# new to site



## dan67 (Dec 18, 2008)

I'am new to this site, Been plowing for years retired now, this is my plow now also have a Farmall "H" for the big stuff. Been slow only about 14 ins. this year but it's early. I do about 3000 ft now. I do my own mods, hope i can help in the future. Dan in southern oregon


----------



## dan67 (Dec 18, 2008)

*New to this site*

New to this site, been plowing for years, retired now. This is my plow now also have a Farmall "H" w/push blade for the big stuff. Have approx 3000 ft and misc to do. I do my own mods. I hope that I can help in the future. Only about 14 in so far but early yet for us. Dan in southern oregon


----------



## TLB (Jan 19, 2007)

Welcome to the site.
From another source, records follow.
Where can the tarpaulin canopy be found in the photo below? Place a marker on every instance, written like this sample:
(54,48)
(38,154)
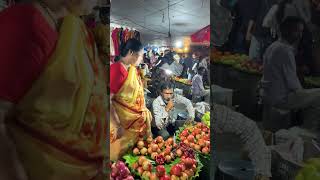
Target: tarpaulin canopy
(202,36)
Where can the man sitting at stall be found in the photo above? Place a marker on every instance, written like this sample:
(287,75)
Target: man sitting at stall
(199,93)
(165,113)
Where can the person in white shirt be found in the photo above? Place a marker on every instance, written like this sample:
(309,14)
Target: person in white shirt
(164,111)
(281,86)
(198,90)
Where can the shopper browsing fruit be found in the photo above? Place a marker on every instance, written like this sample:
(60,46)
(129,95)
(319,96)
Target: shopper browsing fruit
(130,119)
(164,110)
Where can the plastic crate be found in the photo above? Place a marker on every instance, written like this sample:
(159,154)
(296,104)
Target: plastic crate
(283,169)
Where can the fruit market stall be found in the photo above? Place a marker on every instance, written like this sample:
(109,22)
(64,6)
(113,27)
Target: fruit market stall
(184,156)
(238,72)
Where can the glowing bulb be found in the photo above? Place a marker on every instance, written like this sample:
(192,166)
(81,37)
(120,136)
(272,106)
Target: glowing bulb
(178,44)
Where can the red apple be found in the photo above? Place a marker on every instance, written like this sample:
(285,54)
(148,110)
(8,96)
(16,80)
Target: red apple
(149,139)
(135,166)
(161,171)
(136,151)
(175,170)
(185,133)
(140,170)
(153,176)
(159,139)
(146,175)
(184,176)
(168,158)
(146,166)
(188,163)
(174,177)
(141,160)
(170,140)
(153,155)
(150,150)
(197,147)
(205,150)
(179,152)
(190,138)
(143,151)
(201,143)
(165,177)
(154,147)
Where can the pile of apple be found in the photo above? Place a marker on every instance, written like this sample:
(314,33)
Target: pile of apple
(158,149)
(197,137)
(144,168)
(184,170)
(119,170)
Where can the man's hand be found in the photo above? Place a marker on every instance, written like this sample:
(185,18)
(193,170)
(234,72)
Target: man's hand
(260,177)
(169,106)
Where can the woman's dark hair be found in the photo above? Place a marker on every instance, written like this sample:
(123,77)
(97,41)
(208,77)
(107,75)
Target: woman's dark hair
(166,85)
(133,45)
(281,10)
(200,69)
(289,25)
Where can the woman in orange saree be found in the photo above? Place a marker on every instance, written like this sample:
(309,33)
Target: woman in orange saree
(130,119)
(59,124)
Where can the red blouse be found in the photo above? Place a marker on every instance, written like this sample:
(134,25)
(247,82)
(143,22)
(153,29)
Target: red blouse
(118,74)
(27,42)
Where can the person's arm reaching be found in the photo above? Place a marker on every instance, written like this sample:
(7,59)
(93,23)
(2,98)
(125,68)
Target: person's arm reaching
(159,114)
(289,70)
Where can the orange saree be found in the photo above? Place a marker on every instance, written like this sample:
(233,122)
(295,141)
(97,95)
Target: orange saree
(134,117)
(60,128)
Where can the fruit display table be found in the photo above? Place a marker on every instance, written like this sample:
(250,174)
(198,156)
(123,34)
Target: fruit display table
(237,72)
(159,159)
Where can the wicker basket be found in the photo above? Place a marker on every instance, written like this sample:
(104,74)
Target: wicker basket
(283,169)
You will find lots of info here


----------



## dan67 (Dec 18, 2008)

Trying photo again


----------



## sublime68charge (Dec 28, 2007)

for a Polaris it is a nice looking unit.

LOL.

Just kidding looks like a great system. 
Just Chains on the Rear? why not on the front also?
I am just wondering about the shovel due you use that to dig your self out or is it for Snow removal?

welcome and Happy trails to you

how about a Pic of the Farmal H with Plow.

sublime out.


----------



## dan67 (Dec 18, 2008)

*"H" plow*

Here's my "H" last year, we had a slow start to the snow, we had about 5 feet by the end of the storms. The Shovel on my atv (also an axe) is required in the summer due to fire restrictions so they never come off.


----------



## dan67 (Dec 18, 2008)

As for the front axle, I can't or haven't yet found chains that clear the struts


----------



## sublime68charge (Dec 28, 2007)

Nice looking H, gotta love the old Iron.
is that a home built blade set up or a factory option?

My family has a Ford Jubliee, that my Grandpa bought new.

have you looked into Wheel spacer's, Just an idea.
http://cgi.ebay.com/ebaymotors/1-5-ATV-Wheel-Spacers-Polaris-Scrambler-Sportsman-ATP_W0QQcmdZViewItemQQ_trkparmsZ72Q3a1205Q7c66Q3a2Q7c65Q3a12Q7c39Q3a1Q7c240Q3a1318Q7c301Q3a1Q7c293Q3a1Q7c294Q3a50QQ_trksidZp3286Q2ec0Q2em14QQhashZitem330293467840QQitemZ330293467840QQptZMotorsQ5fATVQ5fPartsQ5fAccessories
quick ebay search I have no idea of if there any good or not. I would just want to have as much traction as possible and Tire Chains are a great boost but with them only on the back and the Polaris have the true 4x4 with both front tires locked in chains on the front would also make a big difference.

anyway thanks for the Pic's and the story of the shovel

sublime out.


----------



## dan67 (Dec 18, 2008)

Sub, the loader is a super six, modified for blade then i change over to bucket in summer to load horse manure, which i have lots of.


----------



## Badgerland WI (Dec 3, 2008)

dan67;687439 said:


> then i change over to bucket in summer to load horse manure, which i have lots of.


Dan...you're so full of shi*!  J/k!
Welcome to the site! Love the old equip set-up to work hard. And we think we have dependability these days...thats when they knew how to make em!


----------